La historia puede ser sintetizada, pero no es simple de ninguna manera. La cercanía a los EE.UU. nos ha privilegiado como un socio estratégico de la otrora más poderosa nación que había visto la tierra, y al mismo tiempo fue parte de nuestro gran impedimento para evolucionar. Pero no debemos caer en la simpleza de asumir que eso es lo que explica y justifica todo. Cada pasaje de nuestra historia está repleto de mentiras, de traiciones, de tiranos, de demagogos, de simuladores. Y no es de mi interés engrosar la lista con modernos conceptos, tan vacíos como necesarios para la amorfa estructura de poder que nos gobierna, como populismo, derechas-izquierdas o pseudo revoluciones. La historia de nuestro país es una de sangre, de venganzas, de dominios regionales que se traslapan y se cruzan en negociaciones de poder de las que la sociedad en general no es parte. Y eso es una verdad evidente.

Por otra parte, la sociedad tampoco está preparada para tomar el sitio que le corresponde, y su apatía en el involucramiento activo de la vida política se reduce a la ignorancia, a la presión o a la fantasía. Muchas personas apenas tienen medios para vivir, en zonas que desconocen que hay un país de pequeños mundos que llamamos México, y que son tan extravagantes y raros como la fantasía misma.
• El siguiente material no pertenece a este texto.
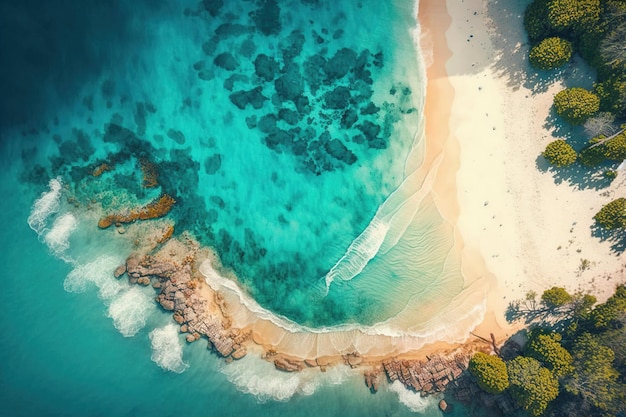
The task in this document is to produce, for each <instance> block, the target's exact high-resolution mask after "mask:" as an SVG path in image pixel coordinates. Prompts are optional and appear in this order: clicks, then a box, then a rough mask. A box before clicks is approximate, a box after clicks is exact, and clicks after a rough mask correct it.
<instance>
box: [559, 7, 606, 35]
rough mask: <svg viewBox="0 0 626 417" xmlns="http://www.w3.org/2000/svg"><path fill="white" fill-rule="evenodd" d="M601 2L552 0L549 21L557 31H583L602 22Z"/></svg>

Por otra parte, la presión de los grupos de poder inflama las necesidades de las regiones más precarizadas del país, y al mismo tiempo impone una violencia sistemática en contra de los oponentes de los grupos en turno, lo que se ve respaldado desde las instituciones, y hace tan difíciles los cambios necesarios para restablecer el balance natural de las democracias, si es que podemos aspirar a eso. Y en el otro extremo, yace la inocencia o la futilidad, de pensar que el activismo de red, la fanfarria del intelectualismo gritón, o la persecución de las dádivas, nos encaminan a una democracia real. Al final de cuentas, somos tan felices con tampoco, y en muchos de los casos preferimos la mediocre estabilidad que la disputa compartida. Si algo hemos aprendido de las luchas por del poder, de los jóvenes revolucionarios, del anarquismo a la mexicana, es que los héroes están muertos, y que son asesinados por sus ideales. Quienes llegan a viejos, o lo que es peor, a cargos públicos, se corrompen en el despotismo y la violencia, cargados de discursos inspiradores que no dicen nada, aunque se llenan de bellas promesas y de júbilo antes de traicionar a todos. No es de sorprender que estemos tan fastidiados de la vida política, del activismo, de las promesas.

Y esa es en sí una trampa, ya que relegamos el papel protagónico de ser miembros de una comunidad a otros, porque nos enoja o nos distrae la vida real, dejando en politiqueros las decisiones importantes, el destino de la nación, y de nuestras vidas. Naturalmente, no es el caso de cada pensador, actor, campesino o político, pero si una sucia media de hechos. Pero debemos resistir. La democracia se construye con el diálogo, con el entendimiento de las diferencias, y con la constante lucha contra las inconsistencias que tanto nos aquejan individualmente, que tanto son parte de nuestra manera de actuar en el mundo. Confundimos el derecho a la democracia con la pedantería de la politiquería, donde algún par de rostros casi eternos ejercen todo el tiempo sus roles arcaicos y desgastados, sin dar resultados: los rebeldes que se dan vida de lujos, los Maximatos de casta que pasan los cargos entre familias o amigos, y los adosados emprendedores que tratan de torcer la rama para jalar la sombra a sus plantíos. Quizá sea muy humano el ser codicioso, y poco haya que hacer al respecto más que generar las condiciones que nos permitan aminorar el peso de la ambición humana en el ámbito colectivo. Lamentablemente es más anarquista que realista suponer que eso pueda ocurrir, sino es mediante un sistema crudo de violencia por encima de la humanidad, casi como delegando a dioses o máquinas ese cuidado. Es el juego de nuestra insipiente democracia, y la pobrísima cultura cívica de hacernos responsables de nosotros mismos sobre nuestras vidas.